We do not know how the brain assigns credit to synapses during learning, but we do know that it almost certainly does not use backpropagation. Existing evidence instead points to low-dimensional, indirect error signals and to a diversity of synaptic plasticity rules that are often incompatible with gradient descent. In this talk, I will show that taking these constraints seriously yields new insights into how biological networks may learn and directly inspires new algorithms for training artificial networks.

I will focus on two such departures from standard machine learning. First, I will examine the dimensionality of error feedback. Using exact theory in linear networks together with simulations in modern architectures, I will show that effective learning is possible when layers receive only low-dimensional teaching signals, provided these are aligned with task-relevant directions.
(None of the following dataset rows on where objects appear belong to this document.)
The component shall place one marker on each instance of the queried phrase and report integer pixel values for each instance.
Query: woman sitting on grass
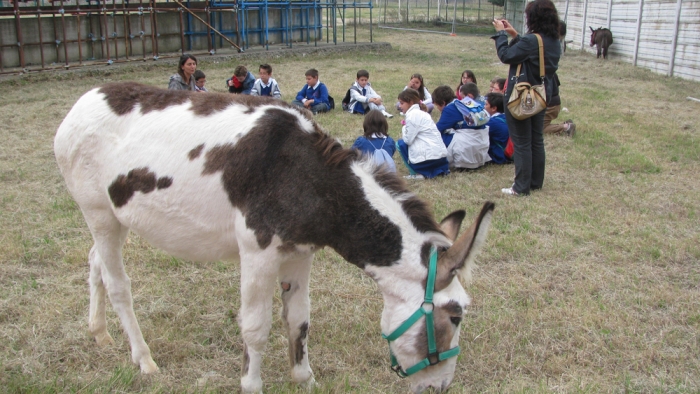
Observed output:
(421, 147)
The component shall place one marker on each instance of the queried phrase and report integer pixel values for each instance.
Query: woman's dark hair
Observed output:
(183, 59)
(421, 88)
(542, 18)
(375, 123)
(443, 95)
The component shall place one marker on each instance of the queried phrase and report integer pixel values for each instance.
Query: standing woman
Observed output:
(527, 135)
(184, 79)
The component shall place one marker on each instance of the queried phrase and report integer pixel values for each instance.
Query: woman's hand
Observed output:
(503, 24)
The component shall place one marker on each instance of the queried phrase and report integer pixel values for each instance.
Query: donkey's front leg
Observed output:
(258, 275)
(294, 281)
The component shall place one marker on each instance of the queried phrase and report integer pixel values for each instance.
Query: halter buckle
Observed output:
(433, 358)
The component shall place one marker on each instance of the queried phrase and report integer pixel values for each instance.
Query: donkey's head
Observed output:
(424, 301)
(593, 34)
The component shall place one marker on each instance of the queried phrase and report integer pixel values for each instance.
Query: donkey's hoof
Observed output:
(148, 366)
(308, 385)
(104, 339)
(251, 385)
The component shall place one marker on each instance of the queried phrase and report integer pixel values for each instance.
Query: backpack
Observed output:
(381, 157)
(473, 112)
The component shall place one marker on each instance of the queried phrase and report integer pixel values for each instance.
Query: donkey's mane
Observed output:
(416, 209)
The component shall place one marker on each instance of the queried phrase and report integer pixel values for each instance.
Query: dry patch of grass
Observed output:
(590, 285)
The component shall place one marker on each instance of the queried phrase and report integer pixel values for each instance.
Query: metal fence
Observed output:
(48, 34)
(436, 11)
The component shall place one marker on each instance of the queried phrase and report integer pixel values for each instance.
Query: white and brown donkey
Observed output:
(211, 177)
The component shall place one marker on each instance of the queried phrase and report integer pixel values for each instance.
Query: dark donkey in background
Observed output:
(602, 39)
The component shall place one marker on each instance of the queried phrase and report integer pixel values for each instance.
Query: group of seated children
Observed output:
(470, 132)
(244, 82)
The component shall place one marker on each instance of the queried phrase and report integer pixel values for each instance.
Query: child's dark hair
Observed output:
(495, 100)
(469, 89)
(240, 71)
(375, 123)
(421, 88)
(501, 82)
(411, 96)
(470, 74)
(443, 95)
(183, 59)
(265, 67)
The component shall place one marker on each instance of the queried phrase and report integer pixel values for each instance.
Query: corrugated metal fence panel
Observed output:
(654, 47)
(623, 25)
(656, 36)
(687, 59)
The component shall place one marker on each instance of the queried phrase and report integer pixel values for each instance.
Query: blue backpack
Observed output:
(381, 157)
(473, 112)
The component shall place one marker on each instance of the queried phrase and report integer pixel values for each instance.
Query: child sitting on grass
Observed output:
(416, 83)
(314, 95)
(467, 76)
(376, 138)
(498, 129)
(421, 147)
(363, 98)
(266, 85)
(241, 82)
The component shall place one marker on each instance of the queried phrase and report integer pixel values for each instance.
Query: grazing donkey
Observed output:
(231, 177)
(602, 39)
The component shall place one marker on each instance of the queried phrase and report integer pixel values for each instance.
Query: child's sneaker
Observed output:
(571, 131)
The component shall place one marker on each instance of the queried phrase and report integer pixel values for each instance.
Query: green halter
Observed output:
(426, 309)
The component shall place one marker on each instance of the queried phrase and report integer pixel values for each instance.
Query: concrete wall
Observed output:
(92, 35)
(660, 35)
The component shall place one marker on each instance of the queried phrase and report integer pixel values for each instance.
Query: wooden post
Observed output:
(639, 29)
(674, 44)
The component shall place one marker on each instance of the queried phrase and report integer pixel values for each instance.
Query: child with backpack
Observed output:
(499, 139)
(463, 127)
(376, 141)
(421, 147)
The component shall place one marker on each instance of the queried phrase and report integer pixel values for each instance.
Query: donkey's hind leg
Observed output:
(294, 281)
(97, 321)
(107, 273)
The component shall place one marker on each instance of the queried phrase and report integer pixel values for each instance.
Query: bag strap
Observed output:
(381, 147)
(540, 49)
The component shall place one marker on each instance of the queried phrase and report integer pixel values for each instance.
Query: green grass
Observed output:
(590, 285)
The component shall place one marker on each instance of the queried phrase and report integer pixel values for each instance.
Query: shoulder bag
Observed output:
(527, 100)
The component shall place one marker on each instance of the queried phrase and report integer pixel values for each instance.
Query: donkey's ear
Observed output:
(451, 223)
(458, 259)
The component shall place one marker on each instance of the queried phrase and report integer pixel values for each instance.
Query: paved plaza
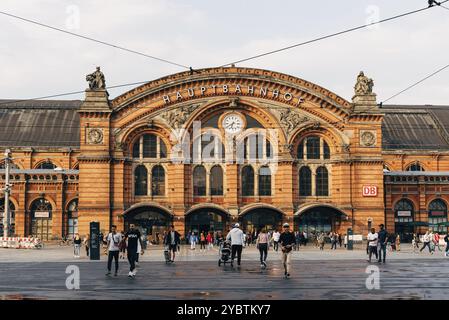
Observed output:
(340, 274)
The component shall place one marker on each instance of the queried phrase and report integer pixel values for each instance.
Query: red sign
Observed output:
(369, 191)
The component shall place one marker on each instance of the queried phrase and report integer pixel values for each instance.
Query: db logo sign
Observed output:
(370, 191)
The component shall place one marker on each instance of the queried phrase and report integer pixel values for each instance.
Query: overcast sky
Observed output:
(36, 61)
This perspective leads to new training algorithms that significantly reduce training compute—for example, by over 20% in FLOPs during vision transformer (ViT) training—while revealing error dimensionality as an inductive bias that shapes learned representations.

Second, I will turn to synaptic learning rules. Allowing mixtures of Hebbian, anti-Hebbian, and gradient-like plasticity naturally introduces non-gradient components into learning dynamics. I will show that these components can either destabilize learning or, in specific regimes, accelerate it by helping networks escape flat or saddle-like regions of the loss landscape.

Together, these results highlight how studying learning constraints observed in the brain can open new perspectives on both neural and artificial learning.